The first was the inaction of the state Republican Party Executive Committee at its meeting Saturday. Gov. Ernie Fletcher had called on the party’s chairman, Darrell Brock, to resign. Brock previously worked in the Fletcher administration and was one of the nine people indicted, and later pardoned by Fletcher, for alleged hiring abuses. Brock, however, refused and the executive committee declined to force him out. Afterward, party spokeswoman Jessica Ditto said the committee gave Brock “essentially a vote of confidence.”

Fans of political novels might perceive another hand directing the orchestra. Could rumors of U.S. Sen. Mitch McConnell casting about for an alternative Republican candidate for 2007 be true? If so, did the executive committee try to send a subtle message to the governor that it’s time Fletcher put his party’s interests ahead of his own?

The second story involved Fletcher’s response. He went out of his way to say he is running for re-election in 2007, something he’d previously announced. Some might conclude he was answering a perceived message from McConnell by announcing for the second time he’s running for re-election.

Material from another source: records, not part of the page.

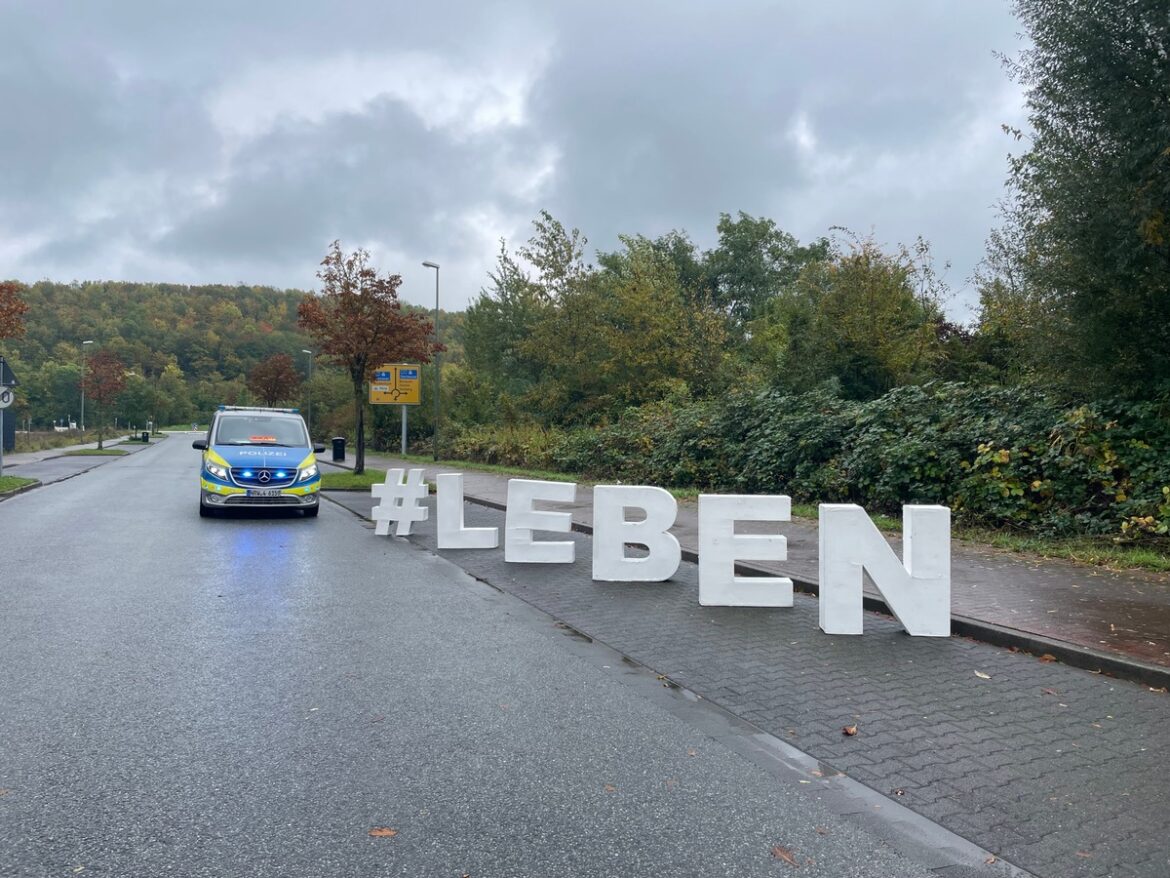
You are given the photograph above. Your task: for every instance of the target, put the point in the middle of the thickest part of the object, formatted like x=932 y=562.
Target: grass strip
x=8 y=484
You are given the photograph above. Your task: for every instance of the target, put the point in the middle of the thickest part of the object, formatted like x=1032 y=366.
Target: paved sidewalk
x=1115 y=622
x=1060 y=772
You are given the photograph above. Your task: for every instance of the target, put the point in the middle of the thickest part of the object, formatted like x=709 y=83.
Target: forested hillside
x=185 y=348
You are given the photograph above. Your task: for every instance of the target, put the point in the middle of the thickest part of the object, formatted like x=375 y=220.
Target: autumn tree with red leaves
x=12 y=309
x=103 y=382
x=275 y=379
x=359 y=323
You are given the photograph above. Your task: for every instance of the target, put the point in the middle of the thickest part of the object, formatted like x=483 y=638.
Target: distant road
x=294 y=697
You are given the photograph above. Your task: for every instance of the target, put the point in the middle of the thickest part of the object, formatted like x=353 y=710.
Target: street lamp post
x=83 y=385
x=309 y=406
x=435 y=266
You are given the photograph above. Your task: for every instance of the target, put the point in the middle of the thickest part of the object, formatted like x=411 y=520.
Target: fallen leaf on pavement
x=780 y=852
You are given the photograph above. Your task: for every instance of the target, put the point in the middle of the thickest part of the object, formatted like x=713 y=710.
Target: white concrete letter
x=449 y=519
x=521 y=520
x=720 y=548
x=917 y=592
x=399 y=501
x=612 y=532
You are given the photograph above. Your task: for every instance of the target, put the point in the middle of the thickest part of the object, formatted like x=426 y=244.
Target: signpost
x=7 y=382
x=397 y=384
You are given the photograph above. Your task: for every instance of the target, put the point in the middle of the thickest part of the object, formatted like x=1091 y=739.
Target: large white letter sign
x=400 y=500
x=917 y=594
x=612 y=532
x=720 y=547
x=522 y=520
x=449 y=520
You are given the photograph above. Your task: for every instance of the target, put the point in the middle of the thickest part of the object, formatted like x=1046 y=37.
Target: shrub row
x=997 y=457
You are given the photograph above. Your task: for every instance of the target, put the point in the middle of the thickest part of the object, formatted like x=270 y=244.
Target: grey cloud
x=662 y=114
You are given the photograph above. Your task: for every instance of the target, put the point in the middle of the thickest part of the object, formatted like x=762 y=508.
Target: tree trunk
x=359 y=422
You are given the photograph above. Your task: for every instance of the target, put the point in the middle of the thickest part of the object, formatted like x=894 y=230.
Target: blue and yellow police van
x=257 y=459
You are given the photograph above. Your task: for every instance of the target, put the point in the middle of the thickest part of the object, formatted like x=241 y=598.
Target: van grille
x=262 y=477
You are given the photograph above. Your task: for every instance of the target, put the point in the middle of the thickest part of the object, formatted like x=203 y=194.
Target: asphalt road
x=253 y=697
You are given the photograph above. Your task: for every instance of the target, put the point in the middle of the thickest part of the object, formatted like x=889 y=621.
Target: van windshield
x=260 y=430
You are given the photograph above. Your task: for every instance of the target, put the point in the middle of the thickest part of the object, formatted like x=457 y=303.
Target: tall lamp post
x=83 y=385
x=435 y=266
x=309 y=419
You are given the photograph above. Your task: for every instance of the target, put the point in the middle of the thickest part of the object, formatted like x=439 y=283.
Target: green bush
x=997 y=457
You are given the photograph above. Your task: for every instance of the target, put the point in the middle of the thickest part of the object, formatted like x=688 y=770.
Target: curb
x=1072 y=654
x=22 y=489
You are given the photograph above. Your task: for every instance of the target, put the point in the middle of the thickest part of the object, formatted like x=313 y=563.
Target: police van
x=257 y=459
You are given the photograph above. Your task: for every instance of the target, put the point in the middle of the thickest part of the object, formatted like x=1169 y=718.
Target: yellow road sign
x=396 y=384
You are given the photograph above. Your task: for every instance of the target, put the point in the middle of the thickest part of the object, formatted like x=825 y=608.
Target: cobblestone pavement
x=1059 y=770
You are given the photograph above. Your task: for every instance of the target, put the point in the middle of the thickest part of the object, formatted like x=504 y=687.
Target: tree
x=1091 y=193
x=105 y=376
x=754 y=261
x=358 y=323
x=624 y=336
x=274 y=379
x=557 y=254
x=12 y=309
x=499 y=322
x=864 y=320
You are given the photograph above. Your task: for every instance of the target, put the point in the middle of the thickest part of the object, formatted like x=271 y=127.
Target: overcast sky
x=228 y=141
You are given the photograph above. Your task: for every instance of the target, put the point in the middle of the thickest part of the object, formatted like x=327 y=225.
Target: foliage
x=12 y=309
x=997 y=457
x=864 y=320
x=754 y=261
x=8 y=484
x=624 y=336
x=497 y=323
x=1091 y=193
x=358 y=323
x=274 y=379
x=103 y=383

The potential significance of the third story requires more scrutiny. The special grand jury reindicted acting Transportation Cabinet Secretary Bill Nighbert, this time for violations of the law which protects employees who report government abuses from retaliation by superiors. Nighbert was one of the nine indicted and later pardoned. His attorney contends the pardon covers this charge as well, but prosecutors for Attorney General Greg Stumbo said at least part of the alleged violations occurred after the pardon which covered only the period before midnight on Aug. 29.

On Aug. 26, Dan Druen, the only person charged with felony crimes (he, too, was later pardoned), talked to prosecutors. Stumbo’s staff subsequently filed court documents which included transcripts of that interview. They indicated Druen told them Nighbert personally handed Fletcher a copy of one of the “hit lists” of employees targeted for removal. Is Stumbo trying to squeeze Nighbert so he’ll confirm Druen’s testimony and provide the grand jury enough grist for an indictment of the governor?

It’s all speculation, but understanding political maneuvering requires speculation about motive behind the deed.